From the moment your fiancée could even spell the word wedding, she’s been most likely been dreaming about her big day in multi-coloured detail. She knows exactly what she wants right from the colour of the nipple pink, taffeta bridesmaids’ dresses to the glittering gold bowties and cummerbunds which will cut off your circulation and oxygen to your brain.
She probably even has an elephant sized scrapbook overflowing with ideas that are indexed and colour co-ordinated. Hours have been spent prancing around in front of the mirror with a towel draped over her head and practising stiltedly stepping down the aisle to Kenny G. To avoid upsetting your perfect princess there are a few things that will help you tame the Bridezilla within.
• Never, and I mean never ever use the words “I don’t care” or “Whatever you want” or “Just tell me when and where” in reference to the wedding. I know you don’t give a rats whether the napkins are eggshell white or snow white (seriously, who knows the difference?) but your bride to be does.
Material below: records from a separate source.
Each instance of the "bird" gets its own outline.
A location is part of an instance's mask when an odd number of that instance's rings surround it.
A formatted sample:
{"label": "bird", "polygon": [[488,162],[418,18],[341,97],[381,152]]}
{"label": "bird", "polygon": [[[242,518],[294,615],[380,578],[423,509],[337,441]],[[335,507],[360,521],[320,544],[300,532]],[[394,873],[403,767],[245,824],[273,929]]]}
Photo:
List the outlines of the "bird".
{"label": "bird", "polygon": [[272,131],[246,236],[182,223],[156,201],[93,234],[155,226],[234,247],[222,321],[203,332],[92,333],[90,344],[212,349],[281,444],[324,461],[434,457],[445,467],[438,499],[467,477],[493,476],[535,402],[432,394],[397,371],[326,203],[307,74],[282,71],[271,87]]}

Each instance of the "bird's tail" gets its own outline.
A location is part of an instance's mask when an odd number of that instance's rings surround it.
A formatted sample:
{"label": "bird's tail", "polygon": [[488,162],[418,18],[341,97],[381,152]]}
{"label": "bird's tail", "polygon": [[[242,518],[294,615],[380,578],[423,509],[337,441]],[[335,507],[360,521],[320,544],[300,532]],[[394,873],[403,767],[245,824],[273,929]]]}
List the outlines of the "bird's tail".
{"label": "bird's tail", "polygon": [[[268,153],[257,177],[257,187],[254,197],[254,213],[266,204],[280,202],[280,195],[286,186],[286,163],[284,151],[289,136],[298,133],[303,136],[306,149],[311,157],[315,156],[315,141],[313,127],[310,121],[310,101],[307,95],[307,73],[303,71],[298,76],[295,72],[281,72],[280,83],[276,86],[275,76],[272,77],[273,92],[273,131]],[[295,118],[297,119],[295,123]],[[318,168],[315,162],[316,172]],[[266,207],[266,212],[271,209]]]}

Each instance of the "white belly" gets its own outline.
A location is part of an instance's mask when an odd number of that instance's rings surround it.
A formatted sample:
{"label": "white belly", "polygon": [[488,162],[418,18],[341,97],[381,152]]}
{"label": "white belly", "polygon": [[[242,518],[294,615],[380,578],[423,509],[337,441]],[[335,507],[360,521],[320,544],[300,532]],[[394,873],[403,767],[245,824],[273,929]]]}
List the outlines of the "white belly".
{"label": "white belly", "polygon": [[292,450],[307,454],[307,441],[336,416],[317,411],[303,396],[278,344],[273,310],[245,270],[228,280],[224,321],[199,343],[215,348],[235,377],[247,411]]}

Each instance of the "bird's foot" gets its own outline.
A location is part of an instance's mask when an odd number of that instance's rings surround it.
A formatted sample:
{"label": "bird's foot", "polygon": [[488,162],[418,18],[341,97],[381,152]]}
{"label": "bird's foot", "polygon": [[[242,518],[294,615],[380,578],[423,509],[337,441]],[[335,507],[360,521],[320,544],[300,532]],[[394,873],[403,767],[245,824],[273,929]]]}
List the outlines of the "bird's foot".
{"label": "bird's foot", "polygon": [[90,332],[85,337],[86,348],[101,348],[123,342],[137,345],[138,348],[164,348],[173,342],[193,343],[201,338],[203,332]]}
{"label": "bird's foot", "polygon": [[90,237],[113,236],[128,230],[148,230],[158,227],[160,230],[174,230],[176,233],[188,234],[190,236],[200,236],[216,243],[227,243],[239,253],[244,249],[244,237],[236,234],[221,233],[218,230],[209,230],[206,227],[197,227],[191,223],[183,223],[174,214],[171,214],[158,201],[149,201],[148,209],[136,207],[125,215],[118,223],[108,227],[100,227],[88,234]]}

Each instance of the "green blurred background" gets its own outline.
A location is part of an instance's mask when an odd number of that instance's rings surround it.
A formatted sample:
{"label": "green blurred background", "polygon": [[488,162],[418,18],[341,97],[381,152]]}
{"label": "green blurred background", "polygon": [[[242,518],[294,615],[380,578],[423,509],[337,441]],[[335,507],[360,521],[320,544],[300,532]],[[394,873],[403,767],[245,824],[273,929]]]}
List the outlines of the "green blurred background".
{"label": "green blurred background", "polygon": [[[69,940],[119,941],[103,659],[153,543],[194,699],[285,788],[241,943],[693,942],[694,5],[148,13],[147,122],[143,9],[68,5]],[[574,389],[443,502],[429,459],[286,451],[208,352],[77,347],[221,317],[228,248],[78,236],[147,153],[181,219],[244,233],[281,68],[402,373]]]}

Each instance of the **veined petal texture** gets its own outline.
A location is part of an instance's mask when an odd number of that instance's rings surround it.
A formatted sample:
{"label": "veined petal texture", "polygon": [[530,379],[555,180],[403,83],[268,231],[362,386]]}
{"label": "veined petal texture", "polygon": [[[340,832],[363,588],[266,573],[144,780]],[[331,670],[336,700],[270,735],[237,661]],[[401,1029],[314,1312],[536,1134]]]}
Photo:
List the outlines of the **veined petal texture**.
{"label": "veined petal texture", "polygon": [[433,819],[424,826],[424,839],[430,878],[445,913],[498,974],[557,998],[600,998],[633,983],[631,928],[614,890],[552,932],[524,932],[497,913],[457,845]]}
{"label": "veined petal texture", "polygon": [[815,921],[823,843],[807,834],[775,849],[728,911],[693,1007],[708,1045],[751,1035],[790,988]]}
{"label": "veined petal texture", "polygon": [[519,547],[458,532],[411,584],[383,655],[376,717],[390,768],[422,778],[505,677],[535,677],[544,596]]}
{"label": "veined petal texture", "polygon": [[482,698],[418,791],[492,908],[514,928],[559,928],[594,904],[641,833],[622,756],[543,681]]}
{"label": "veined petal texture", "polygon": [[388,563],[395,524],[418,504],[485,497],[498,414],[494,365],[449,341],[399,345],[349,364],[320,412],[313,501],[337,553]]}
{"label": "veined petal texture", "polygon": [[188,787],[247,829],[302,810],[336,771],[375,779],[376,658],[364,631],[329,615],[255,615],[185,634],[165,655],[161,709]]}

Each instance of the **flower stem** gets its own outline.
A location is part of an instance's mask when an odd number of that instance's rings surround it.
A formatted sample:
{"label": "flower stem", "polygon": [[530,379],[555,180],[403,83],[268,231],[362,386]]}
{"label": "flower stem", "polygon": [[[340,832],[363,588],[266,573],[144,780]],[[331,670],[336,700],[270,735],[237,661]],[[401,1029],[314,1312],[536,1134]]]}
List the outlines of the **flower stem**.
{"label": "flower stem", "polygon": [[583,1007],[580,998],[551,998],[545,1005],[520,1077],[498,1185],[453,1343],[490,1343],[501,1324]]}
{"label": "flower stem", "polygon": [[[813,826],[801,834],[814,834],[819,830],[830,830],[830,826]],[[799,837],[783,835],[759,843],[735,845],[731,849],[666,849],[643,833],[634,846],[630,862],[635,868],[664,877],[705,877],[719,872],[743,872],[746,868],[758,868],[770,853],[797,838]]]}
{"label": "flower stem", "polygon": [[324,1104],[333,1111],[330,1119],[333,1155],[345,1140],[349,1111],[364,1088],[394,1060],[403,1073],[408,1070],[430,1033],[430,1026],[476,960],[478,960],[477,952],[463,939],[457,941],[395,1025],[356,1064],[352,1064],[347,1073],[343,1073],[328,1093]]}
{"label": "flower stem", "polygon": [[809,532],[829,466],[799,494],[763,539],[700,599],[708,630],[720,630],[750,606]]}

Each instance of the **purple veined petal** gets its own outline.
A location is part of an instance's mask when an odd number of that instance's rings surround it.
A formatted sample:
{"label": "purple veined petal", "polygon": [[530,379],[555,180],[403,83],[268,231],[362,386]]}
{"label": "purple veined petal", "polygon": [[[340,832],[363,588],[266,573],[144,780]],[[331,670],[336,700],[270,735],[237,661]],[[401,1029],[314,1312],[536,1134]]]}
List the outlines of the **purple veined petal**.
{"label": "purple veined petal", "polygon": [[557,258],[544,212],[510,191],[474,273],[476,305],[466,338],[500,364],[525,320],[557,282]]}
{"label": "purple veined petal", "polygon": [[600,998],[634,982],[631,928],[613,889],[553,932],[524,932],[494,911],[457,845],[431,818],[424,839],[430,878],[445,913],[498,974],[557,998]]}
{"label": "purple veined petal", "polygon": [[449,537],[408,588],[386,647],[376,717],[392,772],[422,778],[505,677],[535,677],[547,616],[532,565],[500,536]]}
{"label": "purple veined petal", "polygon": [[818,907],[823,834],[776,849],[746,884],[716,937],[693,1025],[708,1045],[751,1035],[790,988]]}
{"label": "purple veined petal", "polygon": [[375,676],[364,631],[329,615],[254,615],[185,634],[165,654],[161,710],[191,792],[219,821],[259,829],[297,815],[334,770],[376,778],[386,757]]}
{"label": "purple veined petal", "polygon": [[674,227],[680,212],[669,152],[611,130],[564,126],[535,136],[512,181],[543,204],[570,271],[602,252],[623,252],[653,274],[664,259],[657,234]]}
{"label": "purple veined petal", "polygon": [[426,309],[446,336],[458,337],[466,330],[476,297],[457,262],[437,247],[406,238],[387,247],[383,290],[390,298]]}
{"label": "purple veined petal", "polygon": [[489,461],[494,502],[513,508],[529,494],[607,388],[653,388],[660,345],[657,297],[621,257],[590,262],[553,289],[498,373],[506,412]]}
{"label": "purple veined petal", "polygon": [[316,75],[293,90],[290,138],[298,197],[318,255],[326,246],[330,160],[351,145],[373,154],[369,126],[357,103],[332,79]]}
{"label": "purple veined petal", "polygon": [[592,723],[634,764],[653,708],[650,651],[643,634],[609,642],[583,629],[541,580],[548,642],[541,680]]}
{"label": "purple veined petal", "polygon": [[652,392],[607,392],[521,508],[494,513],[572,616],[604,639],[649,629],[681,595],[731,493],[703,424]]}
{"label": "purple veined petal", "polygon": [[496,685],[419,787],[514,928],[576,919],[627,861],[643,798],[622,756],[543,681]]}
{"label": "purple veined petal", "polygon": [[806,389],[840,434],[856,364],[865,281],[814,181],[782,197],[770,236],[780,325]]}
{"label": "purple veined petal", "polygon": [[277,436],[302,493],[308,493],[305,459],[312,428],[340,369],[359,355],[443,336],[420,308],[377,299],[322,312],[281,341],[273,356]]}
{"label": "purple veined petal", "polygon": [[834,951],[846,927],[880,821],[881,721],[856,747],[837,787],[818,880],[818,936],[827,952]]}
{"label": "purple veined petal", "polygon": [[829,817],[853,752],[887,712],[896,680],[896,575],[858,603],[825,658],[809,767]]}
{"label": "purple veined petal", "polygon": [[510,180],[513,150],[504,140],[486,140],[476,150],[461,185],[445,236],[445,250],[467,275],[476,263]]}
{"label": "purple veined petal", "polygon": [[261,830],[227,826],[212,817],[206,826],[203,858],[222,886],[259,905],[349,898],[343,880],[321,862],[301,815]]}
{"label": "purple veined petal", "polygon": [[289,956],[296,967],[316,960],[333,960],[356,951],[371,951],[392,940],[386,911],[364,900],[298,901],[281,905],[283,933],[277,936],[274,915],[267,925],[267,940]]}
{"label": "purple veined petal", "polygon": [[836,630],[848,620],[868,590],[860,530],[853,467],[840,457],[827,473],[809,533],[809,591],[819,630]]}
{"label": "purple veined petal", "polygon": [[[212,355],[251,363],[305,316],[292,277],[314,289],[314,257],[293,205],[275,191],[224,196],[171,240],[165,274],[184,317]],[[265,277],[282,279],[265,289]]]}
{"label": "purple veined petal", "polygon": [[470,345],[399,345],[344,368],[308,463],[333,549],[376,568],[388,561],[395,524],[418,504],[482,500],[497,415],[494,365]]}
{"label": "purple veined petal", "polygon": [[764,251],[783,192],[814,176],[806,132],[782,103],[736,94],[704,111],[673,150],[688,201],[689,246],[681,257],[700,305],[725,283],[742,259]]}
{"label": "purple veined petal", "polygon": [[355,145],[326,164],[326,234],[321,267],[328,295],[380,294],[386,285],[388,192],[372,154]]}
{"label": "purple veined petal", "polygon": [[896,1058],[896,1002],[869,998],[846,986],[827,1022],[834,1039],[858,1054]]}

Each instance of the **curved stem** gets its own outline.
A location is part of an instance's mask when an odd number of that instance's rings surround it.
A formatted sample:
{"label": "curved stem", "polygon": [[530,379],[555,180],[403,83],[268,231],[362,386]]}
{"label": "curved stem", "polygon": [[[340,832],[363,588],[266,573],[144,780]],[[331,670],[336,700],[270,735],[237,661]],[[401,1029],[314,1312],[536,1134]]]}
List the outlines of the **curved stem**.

She already knows what she wants. You know she already knows what she wants. The point is she wants you to feel included in the plans, so offer your opinion and when she picks Crème De Menthe, after you requested Big Bird Yellow, don’t do a big he-man hissy fit, simply say “Good choice my gorgeous snookums”
• Offer to do more than organising strippers for your bachelor party and picking up the tuxes. The more you can do to help out, the less likely your bride is going to pitch a screaming devil fit in public.
• Be as cool as a cucumber. Even if the church burns down, the caterers quit and Aunt Bertha throws the seating arrangements into disarray because she won’t sit near her smelly sister Shirley, it’s likely you will get blamed for it. Don’t take it personally. This is simply stress talking. Keep a hip flask of Vodka handy for yourself and a bottle of rescue remedy for your bride
• Set a budget before hand so there are no “Honey, the white ring-bearing circus ponies are going to cost $9000 each” surprises.
• Plan to have your bachelor party at least a two weeks before the wedding. At least if your mates shave off your eyebrows or paint your manly parts blue, it allows time for damage control.
• Accept that sometimes females just need to vent. Just because your fiancée hammers you with a list of two million things that have gone wrong, it doesn’t mean she expects you to rush out and fix them. Simply listen and tell her you're proud of all the effort she's putting in.
• Practice your new mantra “What can I do?” Next time your bride to be is going off like a pork chop in the sun, simply state “What can I do?, then take a swig from your hip flask or ply her with rescue remedy.
• Keep your mother on a leash. The last thing your darling needs to cope with is your interfering mother-in-law offering her two cents worth.
• Compliment her on the tiniest of details. Often the bride feels like she’s the only one who cares.
• Take time out. Go out to your favourite restaurant or to the beach and forget about the impending nuptials for a couple of hours
• Remind her you don’t care if the day is not perfect, the important thing is at the end of the day, you will be husband and wife and you love her. And if all else fails, find somewhere to hide and keep your hip flask full and handy.